O governo Lula tem 37 ministros, mas falta um: o do Vai dar Merda, a famosa sugestão de Chico Buarque de haver um assessor que dissesse ao presidente quando não fazer alguma coisa.
Lula é um comunicador nato, mas como fala muito, também erra muito. Ao atacar o presidente do BC na TV, Lula jogou com as armas de campanha política um debate da economia. Jair Bolsonaro fazia a mesma coisa, mas como ele mesmo se orgulhava da sua ignorância econômica, parte do que dizia era ignorado até que Paulo Guedes confirmasse. Com Lula, um presidente centralizador e autoconfiante, isso não existe. Tudo que ele fala, é levado ao pé da letra.

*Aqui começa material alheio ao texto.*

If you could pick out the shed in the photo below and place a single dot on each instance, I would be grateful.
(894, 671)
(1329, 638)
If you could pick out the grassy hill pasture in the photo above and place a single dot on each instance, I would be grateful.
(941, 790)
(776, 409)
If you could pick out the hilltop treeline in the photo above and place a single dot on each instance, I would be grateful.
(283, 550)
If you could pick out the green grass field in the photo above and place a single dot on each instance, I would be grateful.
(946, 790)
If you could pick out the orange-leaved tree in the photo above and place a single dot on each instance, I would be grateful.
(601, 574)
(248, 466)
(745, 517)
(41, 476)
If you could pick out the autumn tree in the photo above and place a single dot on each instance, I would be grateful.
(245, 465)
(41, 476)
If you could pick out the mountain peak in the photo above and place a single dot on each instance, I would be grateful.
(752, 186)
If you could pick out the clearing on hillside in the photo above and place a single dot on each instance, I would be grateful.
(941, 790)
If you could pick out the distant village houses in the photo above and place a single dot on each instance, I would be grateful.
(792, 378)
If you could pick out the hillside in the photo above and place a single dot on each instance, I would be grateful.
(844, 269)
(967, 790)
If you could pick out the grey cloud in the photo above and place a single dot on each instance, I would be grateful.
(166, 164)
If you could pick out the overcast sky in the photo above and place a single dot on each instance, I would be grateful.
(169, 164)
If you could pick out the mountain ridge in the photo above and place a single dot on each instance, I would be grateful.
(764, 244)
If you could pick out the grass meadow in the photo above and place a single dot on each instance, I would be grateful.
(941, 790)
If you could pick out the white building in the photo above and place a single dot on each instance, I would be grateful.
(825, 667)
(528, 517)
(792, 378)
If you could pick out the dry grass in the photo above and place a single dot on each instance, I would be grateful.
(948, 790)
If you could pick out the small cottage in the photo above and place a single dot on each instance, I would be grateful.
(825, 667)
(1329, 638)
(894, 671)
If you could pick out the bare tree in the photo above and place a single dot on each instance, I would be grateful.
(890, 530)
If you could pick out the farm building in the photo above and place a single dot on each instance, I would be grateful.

Lula ouve pouca gente e decide cada vez mais sozinho. O núcleo duro do governo tem os ministros Rui Costa, 60 anos, Fernando Haddad, com a mesma idade e Alexandre Padilha, 51, a deputada Gleisi Hoffmann, 57, e Jaques Wagner, de 71, e Janja Lula da Silva, com 57. Haddad e Padilha têm se esmerado em tentar atenuar as repercussões das falas de Lula, enquanto Hoffmann tem usado as declarações para engajar a militância petista.
Deste núcleo duro, apenas Wagner é da mesma geração de fundadores do PT que Lula. Os demais, como o próprio Lula disse uma vez, entraram no PT quando ele já havia perdido duas eleições presidenciais. Wagner intencionalmente quer distância do dia a dia do governo. Nos primeiros governos, pelo contrário, Lula estava acompanhado de outros fundadores do PT (José Dirceu, Luiz Gushiken, Luiz Dulci, Gil Carvalho, Olívio Dutra, etc.), que o conheciam muito antes de ele virar um mito.
Nos primeiros governos, Lula deixava a briga para os auxiliares. Dirceu criou a expressão “herança maldita” para se referir aos governos FHC, o vice José Alencar reclamava dos juros altos, o chanceler Celso Amorim batia de frente com a Casa Branca e Dilma Rousseff reclamava do ajuste fiscal. Isso permitiu a Lula permanecer acima das divergências e atuar como um árbitro. Esse esquema que deu certo nos primeiros governos foi abandonado. Agora Lula volta para recuperar a bola na defesa, faz o lançamento e chuta para o gol.
A falta de alguém que diga ‘não faça isso, vai dar merda’ é o maior defeito deste primeiro mês de governo.